During the 1970s I sometimes watched a syndicated game show called “Liars Club.” It featured a panel of four celebrities who would be given an unusual object and asked to explain what it was. Then three contestants would have to decide which of the four was telling the truth.
One day I missed the beginning of the show, so I had no idea who one of the panelists was. The other three were familiar: Larry Hovis (formerly of “Hogan’s Heroes”), possibly Betty White (whose husband, Allen Ludden, was hosting) and someone else whom I can’t remember but certainly recognized at the time.
But the fourth panelist was a young guy I’d never seen before. But though I didn’t know him, I did know right off the bat that he was almost effortlessly hilarious.
I listened carefully so I could catch his name. Eventually someone (probably Ludden) said it:
David Letterman.
Some time later I saw this guy again. This time he was on Tom Snyder’s “Tomorrow” show along with two other people, one of whom was a young woman who seemed to agree that David Letterman was hilarious.
Merrill Markoe.
Of course I had no way of knowing that I was witnessing the start of a career that would prove to be almost as legendary as Johnny Carson’s. But if you had told me then that more than 30 years later David Letterman would be retiring at the top of his profession, I wouldn’t have stared at you in disbelief.
Because even back then, the guy had it.
Not too long after the “Tomorrow” appearance, Letterman, abetted by Markoe, hosted a live but short-lived daytime talk show on NBC. It aired in the late morning and included a brief newscast by Edwin Newman, who’d been doing a newscast during that time period for some time. Thing is, Newman’s newscast had followed one of the shows Letterman was replacing, and Newman had done it from a separate studio.
Now Newman was on stage with Letterman, and when Letterman introduced the newscast, the audience applauded -- something Newman wasn’t ready for (no one ever gave Walter Cronkite, the Most Trusted Man in America, an ovation), but he soldiered on with his customary deadpan grace.
I think I caught a number of Letterman’s morning shows – I worked nights and was usually up in the late morning – so I was able to witness the beginnings of the type of anti-conformist humor that Letterman would become more famous for at a later hour.
As much as I liked Letterman, I didn’t see his late-night shows often because I was usually working and didn’t care enough to tape him. But I knew he was there and knew that I could count on him to be funny if I happened to have a night off or get home early.
Of course, one problem with watching a performer’s career evolve over the years is that you evolve, too – or, to put it more plainly, you get older, too.
So that when Letterman, in response to critics who chide him for no longer doing the remote bits that he specialized in years ago, says he’s older and too tired, you almost identify with him. I suppose there are many people in their sixties who can say with no trace of a doubt that they could still do the things they did 30 years ago as well as they did them then.
I am not one of those people.
This doesn’t mean I’m willing to give Dave an unlimited pass.
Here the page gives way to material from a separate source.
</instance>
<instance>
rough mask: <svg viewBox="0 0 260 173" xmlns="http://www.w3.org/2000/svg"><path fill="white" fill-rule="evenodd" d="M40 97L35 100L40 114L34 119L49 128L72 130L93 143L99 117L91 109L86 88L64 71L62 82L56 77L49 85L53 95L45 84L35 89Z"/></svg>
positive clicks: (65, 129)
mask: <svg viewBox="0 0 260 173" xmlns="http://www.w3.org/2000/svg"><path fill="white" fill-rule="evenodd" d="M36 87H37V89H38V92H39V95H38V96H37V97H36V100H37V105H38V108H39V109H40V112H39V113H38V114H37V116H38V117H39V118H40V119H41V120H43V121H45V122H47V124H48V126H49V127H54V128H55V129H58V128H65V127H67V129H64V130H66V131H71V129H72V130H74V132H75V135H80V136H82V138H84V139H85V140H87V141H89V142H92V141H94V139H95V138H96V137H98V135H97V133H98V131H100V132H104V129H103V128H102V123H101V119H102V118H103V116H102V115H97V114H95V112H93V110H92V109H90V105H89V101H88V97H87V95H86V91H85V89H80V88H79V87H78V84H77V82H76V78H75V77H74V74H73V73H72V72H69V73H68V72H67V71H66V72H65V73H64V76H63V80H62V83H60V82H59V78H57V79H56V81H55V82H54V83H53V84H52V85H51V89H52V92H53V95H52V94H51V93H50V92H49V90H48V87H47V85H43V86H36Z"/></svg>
Having watched him more often during the last eight years now that I’m no longer in the newspaper business, I’ve been irritated by his habit of repeating (and maybe re-repeating) jokes from the night before or from several nights before. To be fair, I don’t think he’s done this lately, but I do know I could do without his penchant for making jokes that mean nothing to me at home but get whoops from the audience because they refer to someone whom Dave interacted with during the warm-up.
I won’t go so far as to say that Dave has ever phoned it in, but there have been times when his finger has hovered dangerously close to the keypad.
There’s been a lot of speculation as to whether Letterman will ever return to TV, or whether he’ll just disappear like his idol, Carson.
And it’s also been pointed out that Carson never intended to quit completely, but just never found anything else he wanted to do. (And in its own way, I think that doing nothing was, paradoxically, a brilliant career move for Carson. When I heard that he had died, one of my first thoughts was that it would no longer be possible to hope that someday, maybe, just maybe, he’d resurface somewhere, however briefly, and be just as funny. For although he had left us laughing, it was always hard for me to accept that Johnny Carson had really left.)
I’d like to think that Letterman will return in a format that suits both him and the audience – maybe something quick and easy once in a while. Something like Jerry Seinfeld’s “Comedians in Cars Getting Coffee.”
And as sorry as I am to see Letterman go, in a way I’m looking forward to his last show. For although he is a comedian, Letterman, like Carson, is fundamentally a broadcaster -- his powerful remarks after 9/11 prove that – and I’m sure he’ll go out with his idol’s same type of Midwestern style, with at least a few grace notes thrown in.